From the Guidelines
KDIGO recommends starting RASI therapy, either ACEI or ARB, as first-line treatment for patients with high blood pressure and CKD, particularly those with severely increased albuminuria. The choice of initial therapy is based on evidence that renin–angiotensin system inhibitors (RASI) reduce both cardiovascular event rates and kidney end points among patients with CKD 1. Specific medications include ACE inhibitors such as lisinopril, enalapril, ramipril, or ARBs such as losartan, valsartan, or irbesartan. These medications should be started at a lower dose and titrated upward as tolerated while monitoring kidney function and potassium levels.
- The strength of evidence varies according to the presence or absence of diabetes and of proteinuria, with strong evidence for benefit in the CKD subpopulation with low eGFR and severely increased albuminuria 1.

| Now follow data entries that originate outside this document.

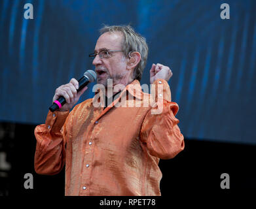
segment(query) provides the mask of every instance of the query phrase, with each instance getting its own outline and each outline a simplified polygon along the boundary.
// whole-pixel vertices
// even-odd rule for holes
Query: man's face
[[[122,50],[122,35],[120,33],[105,33],[97,40],[94,52],[104,49]],[[97,83],[107,87],[107,79],[113,79],[113,84],[125,84],[127,80],[126,59],[122,52],[109,52],[110,57],[100,58],[97,55],[92,64],[97,73]]]

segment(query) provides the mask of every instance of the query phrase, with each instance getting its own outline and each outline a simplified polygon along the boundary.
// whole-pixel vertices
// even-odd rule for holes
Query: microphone
[[[96,79],[96,74],[94,71],[88,70],[86,71],[84,73],[83,76],[78,80],[79,88],[77,89],[77,91],[79,92],[89,83],[94,82]],[[66,101],[64,97],[62,96],[53,102],[53,104],[49,107],[49,110],[52,112],[54,112],[58,109],[60,109],[65,103]]]

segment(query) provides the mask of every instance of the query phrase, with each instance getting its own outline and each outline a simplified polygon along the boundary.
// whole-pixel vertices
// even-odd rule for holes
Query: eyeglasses
[[[111,57],[109,52],[122,52],[122,50],[103,50],[98,53],[92,53],[89,54],[90,57],[96,57],[97,55],[99,55],[100,59],[109,58]]]

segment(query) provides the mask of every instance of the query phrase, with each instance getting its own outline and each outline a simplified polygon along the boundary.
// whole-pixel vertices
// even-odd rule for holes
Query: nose
[[[100,65],[102,63],[101,59],[100,58],[100,56],[98,54],[96,55],[96,56],[94,57],[94,60],[92,61],[92,65]]]

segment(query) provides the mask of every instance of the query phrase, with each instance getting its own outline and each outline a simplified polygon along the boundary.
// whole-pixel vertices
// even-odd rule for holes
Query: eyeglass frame
[[[107,52],[107,56],[108,56],[107,57],[100,57],[100,53],[103,52],[103,51],[106,51]],[[97,55],[99,55],[100,59],[109,58],[109,57],[111,57],[111,56],[109,56],[109,52],[124,52],[124,50],[103,49],[102,50],[100,51],[99,52],[97,52],[97,53],[94,52],[94,53],[89,54],[89,57],[95,58],[97,56]],[[131,57],[130,53],[132,53],[132,52],[134,52],[134,51],[130,51],[129,52],[128,56],[129,56],[130,58]]]

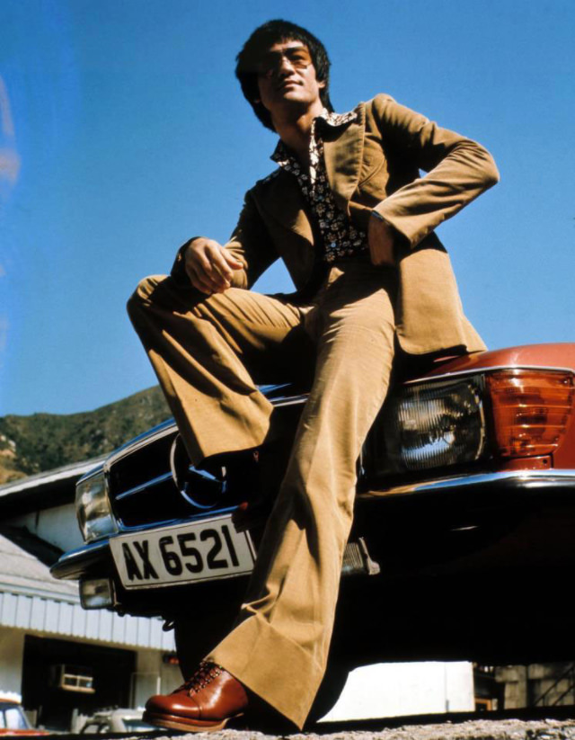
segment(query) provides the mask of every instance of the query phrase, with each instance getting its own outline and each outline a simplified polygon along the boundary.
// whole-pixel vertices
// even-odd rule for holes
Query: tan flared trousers
[[[162,277],[128,302],[192,462],[261,444],[273,407],[255,382],[314,368],[245,602],[208,656],[299,727],[325,671],[358,457],[389,383],[395,290],[395,271],[358,258],[305,307],[234,288],[199,299]]]

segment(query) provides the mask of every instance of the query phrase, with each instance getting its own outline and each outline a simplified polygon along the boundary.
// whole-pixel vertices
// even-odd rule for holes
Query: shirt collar
[[[328,111],[327,108],[323,108],[319,116],[314,119],[314,129],[312,129],[312,131],[314,131],[315,128],[314,124],[318,120],[321,120],[328,126],[332,126],[336,129],[340,126],[345,126],[352,120],[356,120],[357,118],[358,113],[356,111],[349,111],[347,113],[334,113]],[[283,166],[293,159],[294,156],[291,154],[288,147],[286,147],[284,142],[279,139],[273,154],[270,158],[280,166]]]

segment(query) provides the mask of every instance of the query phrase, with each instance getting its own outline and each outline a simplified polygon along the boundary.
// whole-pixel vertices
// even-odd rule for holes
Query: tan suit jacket
[[[402,349],[414,354],[485,349],[463,313],[449,257],[434,229],[498,182],[492,157],[389,95],[361,103],[356,111],[347,125],[322,126],[325,166],[335,201],[354,224],[367,232],[375,210],[402,236],[395,306]],[[428,174],[421,177],[420,170]],[[247,192],[226,245],[244,264],[236,287],[251,287],[281,257],[296,289],[305,288],[315,259],[306,208],[296,178],[282,169]]]

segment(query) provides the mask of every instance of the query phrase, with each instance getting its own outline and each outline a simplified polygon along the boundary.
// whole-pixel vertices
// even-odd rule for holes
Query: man
[[[293,23],[257,29],[236,75],[279,136],[279,166],[247,193],[231,240],[189,241],[171,277],[140,283],[130,316],[194,464],[265,456],[278,432],[254,381],[311,364],[314,377],[234,628],[182,687],[147,703],[148,721],[187,730],[221,728],[254,695],[305,722],[325,669],[356,461],[396,348],[484,349],[433,229],[498,180],[485,149],[387,95],[333,113],[325,49]],[[244,290],[278,257],[295,297]]]

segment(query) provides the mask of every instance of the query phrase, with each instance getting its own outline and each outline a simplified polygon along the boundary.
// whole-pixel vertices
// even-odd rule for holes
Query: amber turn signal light
[[[503,457],[550,455],[573,416],[573,375],[562,370],[509,370],[486,377],[498,452]]]

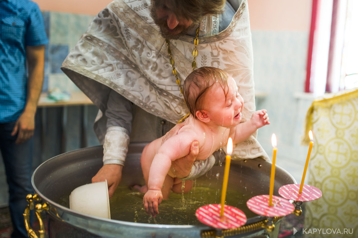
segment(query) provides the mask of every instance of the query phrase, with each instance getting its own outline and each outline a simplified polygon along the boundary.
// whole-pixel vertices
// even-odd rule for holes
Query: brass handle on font
[[[25,208],[25,212],[23,215],[25,226],[27,231],[27,235],[30,238],[44,238],[45,237],[45,227],[40,213],[44,210],[47,211],[48,209],[48,206],[47,203],[44,203],[42,204],[39,203],[35,206],[35,213],[39,220],[39,230],[37,232],[35,231],[31,228],[31,224],[30,224],[30,211],[34,208],[34,202],[40,200],[41,199],[37,194],[34,195],[29,194],[26,196],[26,201],[29,203],[29,204]],[[37,233],[38,233],[38,236],[37,234]]]

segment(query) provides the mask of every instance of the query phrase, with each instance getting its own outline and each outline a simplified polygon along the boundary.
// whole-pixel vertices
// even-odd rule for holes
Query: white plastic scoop
[[[69,208],[100,217],[111,219],[107,181],[77,188],[69,196]]]

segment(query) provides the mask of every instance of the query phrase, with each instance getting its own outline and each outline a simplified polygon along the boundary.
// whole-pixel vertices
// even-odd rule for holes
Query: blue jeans
[[[0,123],[0,150],[9,185],[9,207],[14,228],[11,237],[28,237],[23,213],[28,204],[26,196],[34,192],[31,185],[33,139],[15,144],[17,135],[11,135],[15,124],[15,122]],[[31,220],[33,217],[30,216]]]

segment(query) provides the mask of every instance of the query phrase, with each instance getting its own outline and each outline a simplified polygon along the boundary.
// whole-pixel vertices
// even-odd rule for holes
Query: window
[[[312,0],[306,92],[358,87],[356,0]]]

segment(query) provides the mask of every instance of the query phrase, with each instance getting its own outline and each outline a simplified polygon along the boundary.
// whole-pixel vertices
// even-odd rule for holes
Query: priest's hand
[[[115,191],[121,182],[123,168],[123,166],[120,164],[105,164],[92,178],[92,182],[103,182],[107,179],[108,184],[108,194],[111,198],[113,196]]]
[[[190,147],[190,152],[184,157],[173,161],[170,171],[179,178],[188,176],[192,170],[193,165],[199,153],[199,142],[194,141]]]

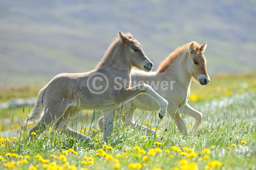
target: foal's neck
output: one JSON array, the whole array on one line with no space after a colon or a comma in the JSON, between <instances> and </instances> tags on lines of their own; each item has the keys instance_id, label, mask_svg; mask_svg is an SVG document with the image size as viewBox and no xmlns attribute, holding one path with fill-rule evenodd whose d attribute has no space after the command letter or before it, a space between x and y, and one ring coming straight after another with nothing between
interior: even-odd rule
<instances>
[{"instance_id":1,"label":"foal's neck","mask_svg":"<svg viewBox=\"0 0 256 170\"><path fill-rule=\"evenodd\" d=\"M184 88L189 88L192 75L188 70L188 52L186 51L178 56L169 65L166 71L174 75L175 80Z\"/></svg>"}]
</instances>

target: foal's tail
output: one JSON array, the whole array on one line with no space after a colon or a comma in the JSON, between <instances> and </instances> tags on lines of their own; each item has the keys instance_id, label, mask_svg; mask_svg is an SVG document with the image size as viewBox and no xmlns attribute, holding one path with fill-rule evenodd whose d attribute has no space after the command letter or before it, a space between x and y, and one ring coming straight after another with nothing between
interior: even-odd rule
<instances>
[{"instance_id":1,"label":"foal's tail","mask_svg":"<svg viewBox=\"0 0 256 170\"><path fill-rule=\"evenodd\" d=\"M28 115L28 117L25 120L25 123L32 124L35 121L38 120L41 118L43 116L43 108L44 108L44 104L43 103L43 98L45 91L45 87L41 89L38 93L36 103L32 112Z\"/></svg>"}]
</instances>

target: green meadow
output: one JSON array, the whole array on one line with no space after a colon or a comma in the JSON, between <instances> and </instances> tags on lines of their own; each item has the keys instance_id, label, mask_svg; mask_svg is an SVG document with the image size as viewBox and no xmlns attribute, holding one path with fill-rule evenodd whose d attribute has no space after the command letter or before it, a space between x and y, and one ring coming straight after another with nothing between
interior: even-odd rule
<instances>
[{"instance_id":1,"label":"green meadow","mask_svg":"<svg viewBox=\"0 0 256 170\"><path fill-rule=\"evenodd\" d=\"M0 89L0 102L36 97L40 86ZM24 120L33 106L0 110L0 169L256 169L256 74L219 75L202 86L192 82L189 104L203 121L193 135L180 133L166 114L138 110L137 122L154 135L122 124L116 118L113 135L102 139L97 122L102 113L84 110L70 127L93 143L73 138L54 127L29 140ZM122 114L122 113L121 113ZM195 120L183 115L190 129Z\"/></svg>"}]
</instances>

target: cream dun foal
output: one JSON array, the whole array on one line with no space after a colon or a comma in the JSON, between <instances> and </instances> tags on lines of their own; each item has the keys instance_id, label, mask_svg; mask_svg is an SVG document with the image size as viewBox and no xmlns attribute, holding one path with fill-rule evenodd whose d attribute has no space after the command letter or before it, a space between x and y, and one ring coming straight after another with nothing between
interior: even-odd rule
<instances>
[{"instance_id":1,"label":"cream dun foal","mask_svg":"<svg viewBox=\"0 0 256 170\"><path fill-rule=\"evenodd\" d=\"M119 38L112 43L102 61L93 70L85 73L63 73L55 77L39 91L36 105L25 122L39 119L29 132L37 135L49 125L66 130L73 138L89 139L89 137L69 127L67 120L79 109L102 110L104 124L103 138L112 133L115 110L122 103L145 92L159 104L159 113L164 114L168 102L145 84L131 86L132 66L146 72L153 64L144 54L139 42L130 33L119 32ZM125 86L116 88L115 78L126 80ZM43 111L43 109L44 110Z\"/></svg>"},{"instance_id":2,"label":"cream dun foal","mask_svg":"<svg viewBox=\"0 0 256 170\"><path fill-rule=\"evenodd\" d=\"M177 48L160 64L157 71L145 73L140 70L132 70L131 86L144 82L151 86L169 103L168 114L175 121L179 131L188 135L181 113L192 116L195 122L192 127L193 133L201 123L202 113L191 107L188 104L190 95L190 86L192 78L202 85L210 81L206 69L206 60L203 54L207 43L202 45L192 42ZM183 107L183 108L182 107ZM136 108L152 111L159 108L157 103L146 94L138 95L124 105L126 111L122 118L123 122L152 133L154 130L138 124L134 120ZM185 112L185 113L184 113ZM102 119L102 117L100 118ZM100 121L99 121L100 122ZM99 125L100 127L102 125Z\"/></svg>"}]
</instances>

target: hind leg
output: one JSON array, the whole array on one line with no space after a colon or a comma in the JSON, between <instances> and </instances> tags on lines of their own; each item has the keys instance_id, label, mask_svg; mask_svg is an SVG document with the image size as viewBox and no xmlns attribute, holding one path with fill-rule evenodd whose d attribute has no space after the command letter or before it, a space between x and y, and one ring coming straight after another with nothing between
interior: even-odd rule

- Meta-analyses suggest effect modification by proteinuria for kidney outcomes, with a gradation of evidence for benefit from strong in the CKD subpopulation with low eGFR and severely increased albuminuria to weak or absent in the subpopulation with normal eGFR without albuminuria 1.
- The Work Group believed that the cardiovascular and survival benefits of intensive BP control outweighed the observed increases in risks for hyperkalemia, hypokalemia, and acute kidney injury 1.
- It is essential to monitor serum creatinine and potassium levels within 2-4 weeks of initiation or dose adjustment, as a rise in creatinine up to 30% from baseline is acceptable and often indicates effective blockade of the renin-angiotensin system.
From the Research
KDIGO Recommendations for ACE/ARBs in CKD
- The Kidney Disease Improving Global Outcomes (KDIGO) classifications are widely adopted for the recognition and management of chronic kidney disease (CKD) 2.
- According to the available evidence, there is no specific mention of KDIGO suggesting first-line ACE/ARBs for CKD 2, 3, 4, 5, 6.
- However, ACE inhibitors and angiotensin receptor blockers (ARBs) are recommended for the treatment of CKD, particularly for patients with hypertension and albuminuria 3, 4, 6.
- The choice of ACE inhibitor or ARB may depend on individual patient factors, such as comorbidities and potential side effects 4, 6.
- Some studies suggest that ACE inhibitors, such as benazepril and trandolapril, and ARBs, such as losartan, may be effective in reducing proteinuria and slowing the progression of CKD 2, 4.
- However, the evidence is not sufficient to determine the effectiveness of ACEi or ARB in patients with stage 1 to 3 CKD who do not have diabetes mellitus (DM) 2.